Vaivém – Colheita avança, mas preço do arroz não cede

A saca é negociada entre R$ 84 a R$ 86 no campo; exportação e demanda interna ajudam

A colheita de arroz caminha para a reta final. Restam apenas 10% para serem colhidos, mas os preços não cedem. A saca está entre R$ 84 e R$ 86 nas lavouras no Rio Grande do Sul, principal produtor nacional.

Nos anos anteriores, o valor era de R$ 45 a R$ 50 neste mesmo período. O cereal, no entanto, não deverá ceder muito em relação aos valores atuais, embora a safra tenha surpreendido.

A produção deverá ficar próxima de 8,4 milhões de toneladas no estado. Mesmo com esse volume, os produtores colocam pouco cereal no mercado atualmente.

Na avaliação de Vlamir Brandalizze, analista do setor, cerca de 35% da safra já foi comercializada, um volume abaixo dos 50% de anos anteriores.
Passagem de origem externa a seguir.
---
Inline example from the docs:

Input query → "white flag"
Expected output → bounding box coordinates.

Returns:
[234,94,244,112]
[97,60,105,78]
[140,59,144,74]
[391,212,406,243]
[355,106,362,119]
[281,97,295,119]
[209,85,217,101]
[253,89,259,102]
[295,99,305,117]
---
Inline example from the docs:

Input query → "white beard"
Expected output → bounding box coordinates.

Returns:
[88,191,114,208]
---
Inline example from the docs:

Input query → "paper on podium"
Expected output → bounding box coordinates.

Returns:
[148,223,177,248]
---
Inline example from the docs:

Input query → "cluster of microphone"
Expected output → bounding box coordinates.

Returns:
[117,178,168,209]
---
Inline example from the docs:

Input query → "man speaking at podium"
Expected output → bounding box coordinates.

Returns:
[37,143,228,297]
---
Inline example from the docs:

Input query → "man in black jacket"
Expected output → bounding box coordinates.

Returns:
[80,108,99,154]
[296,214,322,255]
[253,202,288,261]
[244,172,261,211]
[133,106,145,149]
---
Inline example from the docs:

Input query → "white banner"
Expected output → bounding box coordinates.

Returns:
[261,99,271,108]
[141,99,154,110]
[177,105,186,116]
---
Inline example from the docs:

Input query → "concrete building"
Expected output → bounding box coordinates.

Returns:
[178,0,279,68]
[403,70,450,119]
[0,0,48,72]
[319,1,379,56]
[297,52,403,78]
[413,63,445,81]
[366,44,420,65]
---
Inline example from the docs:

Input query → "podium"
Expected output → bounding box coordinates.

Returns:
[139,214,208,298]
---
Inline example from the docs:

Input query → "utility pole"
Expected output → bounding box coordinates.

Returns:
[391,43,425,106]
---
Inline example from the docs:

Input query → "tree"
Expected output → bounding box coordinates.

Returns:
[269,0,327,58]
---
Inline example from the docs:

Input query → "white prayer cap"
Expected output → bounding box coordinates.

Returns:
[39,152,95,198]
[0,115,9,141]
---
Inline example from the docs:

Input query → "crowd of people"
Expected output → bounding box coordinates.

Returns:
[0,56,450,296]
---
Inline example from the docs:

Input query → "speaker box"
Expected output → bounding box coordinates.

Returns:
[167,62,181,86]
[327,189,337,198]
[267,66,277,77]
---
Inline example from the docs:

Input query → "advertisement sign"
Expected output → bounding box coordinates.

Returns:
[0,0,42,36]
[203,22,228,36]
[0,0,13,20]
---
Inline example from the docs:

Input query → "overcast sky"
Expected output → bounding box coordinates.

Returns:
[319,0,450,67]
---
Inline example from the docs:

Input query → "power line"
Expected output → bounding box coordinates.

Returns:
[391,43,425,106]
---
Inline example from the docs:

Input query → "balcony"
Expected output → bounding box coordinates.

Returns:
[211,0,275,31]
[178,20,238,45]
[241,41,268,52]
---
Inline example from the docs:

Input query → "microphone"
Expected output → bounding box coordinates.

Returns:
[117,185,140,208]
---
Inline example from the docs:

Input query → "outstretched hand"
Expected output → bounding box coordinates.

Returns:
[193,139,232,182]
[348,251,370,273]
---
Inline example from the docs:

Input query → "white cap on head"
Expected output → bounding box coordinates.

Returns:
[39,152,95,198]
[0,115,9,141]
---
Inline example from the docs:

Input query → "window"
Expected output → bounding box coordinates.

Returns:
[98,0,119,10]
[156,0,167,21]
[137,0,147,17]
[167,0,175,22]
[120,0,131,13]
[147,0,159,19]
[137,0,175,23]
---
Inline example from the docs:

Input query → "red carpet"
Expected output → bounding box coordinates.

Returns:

Dois produtores seguram grãos de arrozProdutores de arroz orgânico do MST, em Eldorado do Sul (RS) – Alex Garcia/Divulgação

O agricultor comercializa pouco cereal porque neste ano, ao contrário dos anteriores, está capitalizado. Prefere vender soja, que tem preços recordes. Além disso, as exportações também são favoráveis. O mercado externo está mais calmo. A Tailândia, em busca da segunda posição como exportadora mundial, coloca mais arroz à venda.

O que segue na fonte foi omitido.